My novel, Kate and the Horses, was inspired by a childhood vow. There came a point in my young life when I felt that no one really listened to me. So I decided that I would stop talking. That would get their attention, and then when they asked me about it, I could tell them what was on my mind. Unfortunately, my plan backfired. No one seemed to notice that I was silent. Or perhaps they were grateful for the quiet. Our elderly Siamese cats were the only ones who offered me any solace at all. I would sit alone in a room with them and unburden my soul. They were good listeners.
When I grew a little older, we moved, and I had a piano and a piano teacher, and there was also a stable in our neighborhood where I could ride horses. Life was good. Eventually we moved again, and I had to leave all that behind, but I always remembered those horses, their names and personalities, and how they felt like friends.
Years later, after I finished writing Joy Returns!, I had a dream one night. It was actually more like a novel with chapters and everything. I woke up in the middle of the night and thought, “I should write this all down,” but then I thought, “This book is engraved in my soul,” and I fell back asleep.
When I woke up in the morning, I remembered that I had a dream about my second book, and it was a complicated mystery with adult escapades, and it took place in the equestrian world. And that was all I could recall. The rest was gone. My immediate instinct was to be very critical of myself. But, as a writer, I have promised myself to fully accept my creative process, even when it seems flat-out wrong. So I let go of the mystery dream, and then I heard my childhood horses in the back of my head. They were talking to me. I started to write down what they said.
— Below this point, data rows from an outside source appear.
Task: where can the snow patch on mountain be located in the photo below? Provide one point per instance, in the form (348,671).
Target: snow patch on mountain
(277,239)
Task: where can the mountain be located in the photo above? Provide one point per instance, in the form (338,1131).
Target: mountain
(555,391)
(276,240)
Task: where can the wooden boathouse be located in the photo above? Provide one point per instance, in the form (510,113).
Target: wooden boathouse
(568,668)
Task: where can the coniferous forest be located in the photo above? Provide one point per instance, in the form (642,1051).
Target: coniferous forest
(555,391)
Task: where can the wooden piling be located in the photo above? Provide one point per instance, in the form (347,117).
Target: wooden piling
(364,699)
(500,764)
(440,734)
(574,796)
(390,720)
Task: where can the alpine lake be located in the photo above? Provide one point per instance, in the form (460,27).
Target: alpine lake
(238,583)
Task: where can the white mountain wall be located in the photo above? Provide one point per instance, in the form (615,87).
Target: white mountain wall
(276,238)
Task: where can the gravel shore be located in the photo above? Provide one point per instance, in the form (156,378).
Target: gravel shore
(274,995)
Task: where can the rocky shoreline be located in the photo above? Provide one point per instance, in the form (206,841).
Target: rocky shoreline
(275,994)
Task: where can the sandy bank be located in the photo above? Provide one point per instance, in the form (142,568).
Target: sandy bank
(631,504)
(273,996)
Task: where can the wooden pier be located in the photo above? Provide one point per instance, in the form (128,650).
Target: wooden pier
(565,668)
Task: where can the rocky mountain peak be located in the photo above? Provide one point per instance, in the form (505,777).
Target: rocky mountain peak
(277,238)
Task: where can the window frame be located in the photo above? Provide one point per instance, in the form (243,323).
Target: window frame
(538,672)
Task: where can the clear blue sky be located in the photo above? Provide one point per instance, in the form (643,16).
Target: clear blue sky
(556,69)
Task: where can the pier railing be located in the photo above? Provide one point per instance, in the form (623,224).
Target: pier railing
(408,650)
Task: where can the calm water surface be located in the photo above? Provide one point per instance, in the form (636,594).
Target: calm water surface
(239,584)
That led me back to Charlotte's Web. Even though the horses were talking in my head and I was writing it down, I didn't really want to admit to myself and certainly not to anyone else that I was writing a talking animals story. But then I remembered one of my favorite books from childhood, Charlotte's Web, where animals talked and I laughed and I cried. Would it still be as powerful today? I had to find out.
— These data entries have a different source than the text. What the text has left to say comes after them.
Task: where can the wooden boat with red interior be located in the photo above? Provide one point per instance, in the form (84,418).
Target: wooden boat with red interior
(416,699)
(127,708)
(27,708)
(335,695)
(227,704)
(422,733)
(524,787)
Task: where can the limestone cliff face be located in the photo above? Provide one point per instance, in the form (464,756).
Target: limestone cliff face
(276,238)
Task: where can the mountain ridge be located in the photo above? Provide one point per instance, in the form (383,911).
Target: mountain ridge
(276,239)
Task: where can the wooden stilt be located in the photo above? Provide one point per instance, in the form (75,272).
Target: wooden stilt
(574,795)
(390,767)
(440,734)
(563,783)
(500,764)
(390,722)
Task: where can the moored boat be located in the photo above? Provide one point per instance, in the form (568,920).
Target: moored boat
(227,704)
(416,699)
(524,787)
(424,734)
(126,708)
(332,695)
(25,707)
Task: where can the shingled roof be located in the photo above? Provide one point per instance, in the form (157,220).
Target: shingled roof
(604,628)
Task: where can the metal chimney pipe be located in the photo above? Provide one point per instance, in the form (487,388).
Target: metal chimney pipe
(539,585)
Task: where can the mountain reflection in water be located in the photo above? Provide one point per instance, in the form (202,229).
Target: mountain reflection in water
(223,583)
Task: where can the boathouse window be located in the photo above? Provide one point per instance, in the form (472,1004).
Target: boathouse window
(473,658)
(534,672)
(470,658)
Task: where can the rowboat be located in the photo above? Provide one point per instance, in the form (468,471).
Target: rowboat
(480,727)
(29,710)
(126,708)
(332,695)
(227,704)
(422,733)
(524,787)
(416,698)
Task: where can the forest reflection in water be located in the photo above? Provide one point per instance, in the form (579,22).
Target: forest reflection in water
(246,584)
As an adult, I have to say that Charlotte's Web had me at hello. Any writer who wants to learn how to start a novel in a kick-ass way, pick up this book. The story opens with the following line, “Where's Papa going with that ax?” Is that a hook or what? In the first chapter, Fern persuades her father from slaughtering Wilbur, the weakling of the litter. We immediately understand that, if Wilbur is going to live a long, happy life, he will continue to be in need of these interventions in the future. Boom! We are engaged in this story.
I kept reading. It was an easy thing to do. The language is lovely. I didn't care that E. B. White wrote about talking animals. I cared about these characters. As I read, I remembered how, as a child, I loved Templeton. He got to be grouchy and complain. Despite his outsider status, he became a hero. And, yes, at the end, I cried, and my heart felt larger. I opened the book up again and reread it. So Charlotte's Web more than holds up. It really moved me.
So what did I learn? Listen to your muse. Don't trust your memory. Write things down. Have notebooks and pens or your phone within grabbing distance. For example, if I think of something while I'm walking, I'll record my idea using Voice Memo on my phone. I probably look like a dork, but it makes me feel bad ass. And I trust my process. I listen to what calls me, and I learn things going down that path, which I will continue to write here. I hope this is helpful to you.